Jonathan Aguiar autor do livro “Educação, lúdico e favela”
Estamos ouvindo incansavelmente, neste período de isolamento social, que sejamos mais criativos. As rotinas foram modificadas em boa parte dos lares. Recebi mensagem de uma mãe, moradora do Complexo da Pedreira que se sente apreensiva e diz que o filho de seis anos tem que dar conta das aulas online e nas diversas tarefas que recebe via WhatsApp. “Cadê o brincar? Até as aulas quando eram presenciais tinham outra dimensão” questiona a mãe indignada.
Acreditem esta pouca conversa tirou o meu sono. Fui aos poucos relembrando a enorme tsunami que há nas redes sociais em que colegas professores se tornaram youtubers da noite pro dia. São vídeos, acesso a plataformas, chuva de links. Na certeza que todas as crianças aprendam. Reconheço o quanto o bom uso da internet amplia o nosso conhecimento. Mas, cabe neste momento problematizar, parar o que fazemos nesta velocidade e pensar.

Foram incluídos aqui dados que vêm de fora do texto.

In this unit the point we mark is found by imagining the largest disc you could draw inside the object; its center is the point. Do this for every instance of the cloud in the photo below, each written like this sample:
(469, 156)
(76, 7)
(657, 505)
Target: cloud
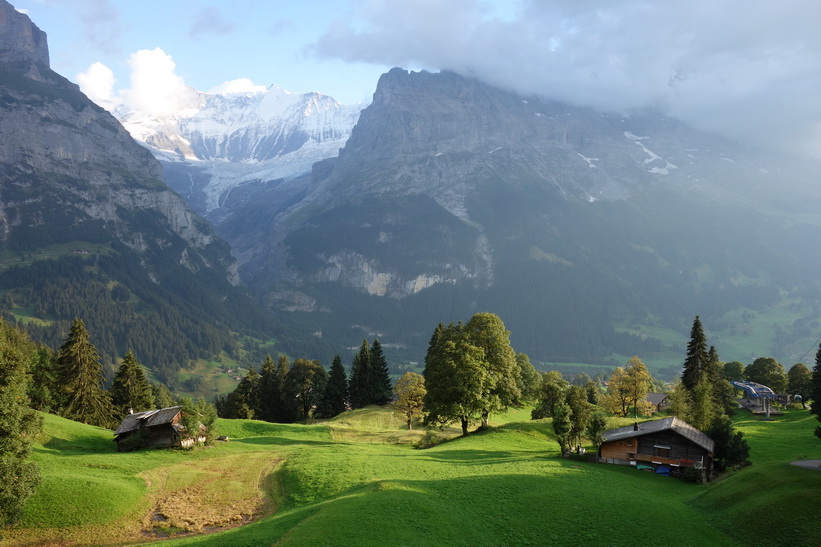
(210, 21)
(242, 85)
(101, 24)
(155, 87)
(97, 82)
(747, 69)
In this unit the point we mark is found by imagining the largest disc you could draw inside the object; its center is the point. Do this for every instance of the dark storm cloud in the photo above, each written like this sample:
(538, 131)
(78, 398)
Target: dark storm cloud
(749, 69)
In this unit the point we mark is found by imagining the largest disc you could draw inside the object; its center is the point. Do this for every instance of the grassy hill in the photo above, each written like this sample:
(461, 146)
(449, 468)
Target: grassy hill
(358, 480)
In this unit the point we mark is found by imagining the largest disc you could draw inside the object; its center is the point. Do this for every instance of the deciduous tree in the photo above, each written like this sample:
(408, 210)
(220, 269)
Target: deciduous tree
(305, 384)
(18, 476)
(799, 382)
(410, 397)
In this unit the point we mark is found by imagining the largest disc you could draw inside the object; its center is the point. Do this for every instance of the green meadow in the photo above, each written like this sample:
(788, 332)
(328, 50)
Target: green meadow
(359, 480)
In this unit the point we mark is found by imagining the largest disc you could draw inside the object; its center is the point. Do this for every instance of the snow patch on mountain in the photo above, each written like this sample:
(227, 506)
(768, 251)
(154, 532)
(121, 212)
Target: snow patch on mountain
(237, 137)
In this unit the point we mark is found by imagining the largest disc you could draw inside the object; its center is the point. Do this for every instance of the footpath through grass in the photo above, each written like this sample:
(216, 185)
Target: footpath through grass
(357, 480)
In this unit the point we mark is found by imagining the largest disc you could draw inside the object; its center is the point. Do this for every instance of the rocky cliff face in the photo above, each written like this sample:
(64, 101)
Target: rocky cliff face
(60, 152)
(216, 142)
(452, 196)
(20, 39)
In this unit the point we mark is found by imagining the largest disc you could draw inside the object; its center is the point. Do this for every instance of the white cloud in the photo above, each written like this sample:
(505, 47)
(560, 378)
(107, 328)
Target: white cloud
(155, 87)
(242, 85)
(749, 69)
(98, 83)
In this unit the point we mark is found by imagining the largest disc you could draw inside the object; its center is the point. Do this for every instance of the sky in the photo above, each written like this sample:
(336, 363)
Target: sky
(748, 69)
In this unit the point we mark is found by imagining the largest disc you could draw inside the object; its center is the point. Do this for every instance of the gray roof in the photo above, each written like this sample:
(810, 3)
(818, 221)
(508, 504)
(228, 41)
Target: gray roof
(656, 426)
(656, 398)
(148, 418)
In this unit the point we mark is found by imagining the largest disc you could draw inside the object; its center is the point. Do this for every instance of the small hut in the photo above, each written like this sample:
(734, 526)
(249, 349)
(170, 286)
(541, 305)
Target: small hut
(158, 429)
(668, 442)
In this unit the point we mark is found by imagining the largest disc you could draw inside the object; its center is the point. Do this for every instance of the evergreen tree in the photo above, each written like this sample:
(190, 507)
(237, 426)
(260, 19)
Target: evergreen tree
(305, 384)
(81, 375)
(697, 360)
(269, 390)
(161, 397)
(18, 423)
(562, 426)
(815, 391)
(359, 388)
(130, 389)
(243, 402)
(335, 398)
(551, 393)
(410, 397)
(380, 378)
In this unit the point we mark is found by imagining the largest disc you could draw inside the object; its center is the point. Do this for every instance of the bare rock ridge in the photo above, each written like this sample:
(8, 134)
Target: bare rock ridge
(20, 39)
(58, 150)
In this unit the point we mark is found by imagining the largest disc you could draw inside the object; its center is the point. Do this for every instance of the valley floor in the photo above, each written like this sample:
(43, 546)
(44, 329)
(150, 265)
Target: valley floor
(357, 480)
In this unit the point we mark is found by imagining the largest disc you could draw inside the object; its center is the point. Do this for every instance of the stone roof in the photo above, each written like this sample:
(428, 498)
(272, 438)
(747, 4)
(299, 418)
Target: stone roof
(148, 418)
(656, 426)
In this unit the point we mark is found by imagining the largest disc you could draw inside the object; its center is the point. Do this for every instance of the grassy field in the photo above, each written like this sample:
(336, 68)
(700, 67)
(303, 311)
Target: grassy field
(358, 480)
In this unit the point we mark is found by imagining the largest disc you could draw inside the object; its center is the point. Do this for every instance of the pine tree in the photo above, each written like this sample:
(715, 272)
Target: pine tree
(130, 389)
(81, 375)
(18, 423)
(305, 384)
(269, 386)
(359, 387)
(410, 397)
(697, 358)
(380, 378)
(335, 398)
(815, 391)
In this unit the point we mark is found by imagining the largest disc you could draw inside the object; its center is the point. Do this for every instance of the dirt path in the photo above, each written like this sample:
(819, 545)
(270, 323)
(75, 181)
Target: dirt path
(809, 464)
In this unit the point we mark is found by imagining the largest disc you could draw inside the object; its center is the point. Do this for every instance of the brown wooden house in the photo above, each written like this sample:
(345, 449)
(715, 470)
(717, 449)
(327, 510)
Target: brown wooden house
(669, 442)
(160, 428)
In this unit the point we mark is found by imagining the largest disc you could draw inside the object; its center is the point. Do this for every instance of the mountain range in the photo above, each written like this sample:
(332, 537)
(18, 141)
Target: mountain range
(594, 235)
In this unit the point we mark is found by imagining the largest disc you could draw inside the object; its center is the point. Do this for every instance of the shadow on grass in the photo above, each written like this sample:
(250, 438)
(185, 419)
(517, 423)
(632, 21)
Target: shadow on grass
(80, 445)
(281, 441)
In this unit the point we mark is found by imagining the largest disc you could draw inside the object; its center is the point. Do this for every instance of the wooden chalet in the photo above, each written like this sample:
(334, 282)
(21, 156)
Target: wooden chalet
(162, 429)
(668, 442)
(660, 401)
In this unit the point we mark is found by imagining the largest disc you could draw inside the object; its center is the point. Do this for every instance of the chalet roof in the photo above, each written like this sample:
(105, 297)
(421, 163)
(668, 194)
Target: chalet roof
(656, 426)
(656, 398)
(148, 418)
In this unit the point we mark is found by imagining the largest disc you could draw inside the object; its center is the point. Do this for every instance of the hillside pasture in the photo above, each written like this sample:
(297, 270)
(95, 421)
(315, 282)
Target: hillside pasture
(358, 480)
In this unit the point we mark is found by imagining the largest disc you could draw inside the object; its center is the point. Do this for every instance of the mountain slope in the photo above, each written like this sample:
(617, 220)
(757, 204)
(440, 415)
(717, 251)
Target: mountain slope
(215, 142)
(453, 197)
(90, 229)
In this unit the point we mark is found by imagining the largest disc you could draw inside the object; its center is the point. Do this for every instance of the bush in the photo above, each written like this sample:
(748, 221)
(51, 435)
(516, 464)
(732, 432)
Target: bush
(428, 440)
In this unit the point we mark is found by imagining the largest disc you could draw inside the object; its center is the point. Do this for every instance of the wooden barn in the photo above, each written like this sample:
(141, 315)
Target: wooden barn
(159, 428)
(669, 442)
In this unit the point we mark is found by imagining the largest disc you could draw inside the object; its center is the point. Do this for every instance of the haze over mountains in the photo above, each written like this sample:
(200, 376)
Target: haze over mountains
(592, 234)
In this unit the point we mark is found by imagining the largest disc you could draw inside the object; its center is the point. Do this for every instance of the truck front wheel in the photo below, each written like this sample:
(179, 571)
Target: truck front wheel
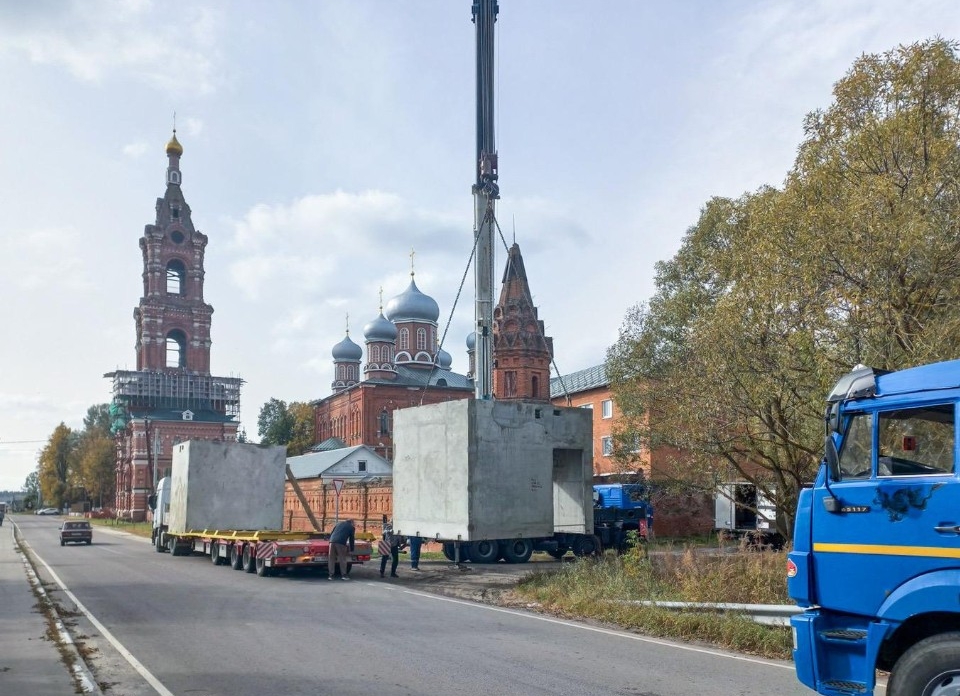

Por outro lado, sobre o brincar, como este acontece na favela? E, agora como tem sido os encaminhamos? Até porque as crianças que brincavam na rua, minimamente devem brincar dentro de casa. É o que as notícias propagam e que também defendo. No entanto, confesso que por viver dentro da favela ainda encontro crianças nas ruas, vielas e becos. Tanto que escutei de minha janela, crianças gritando: “Gooooool! Vai, vai”. Ao abrir o portão deparo-me com a garotada jogando futebol. Assim me pergunto: “Por que elas não estão dentro de casa?”, insatisfeito com o ocorrido me dirijo ao adulto que assistia. O mesmo fala: “Dentro de casa não tem espaço, melhor aqui fora, ué”. Explico com muito afeto o momento que estamos vivendo no país e este diz “deixam eles brincar”.
Ao analisar essas duas situações que acontecem na favela e os discursos dos adultos, uma diz que o brincar se perdeu e no outro nos aponta que este brincar desafia as recomendações mundiais de saúde. Uns se veem atolados em trabalhos, outros por falta de espaço quebram o isolamento necessário. Enfim, vivemos em contextos tão diversos, mesmo morando em favela. Para aqueles que estão imersos no mundo digital desconecte-se da internet e conecte-se a aprender com o outro, a brincar, pois só assim eliminará o tédio da rotina, das notícias ruins que nos assolam. E aqueles que não estão dentro de seus lares, que comecem a criar estratégias de se brincar em pequenos espaços, relembro a minha infância quando morava em um pequeno quarto com minha mãe: jogávamos adedonha, teatro de sombras, jogo da memória, criávamos também jogos. Use a imaginação, o que não podemos perder é a clareza que neste momento a melhor escolha é ficar dentro de casa. Esta é a minha luta, minha bandeira que o brincar ocupe as favelas, os lares em prol também de proteção. O brincar é uma escolha e, nos tempos de coronavírus, que seja em casa!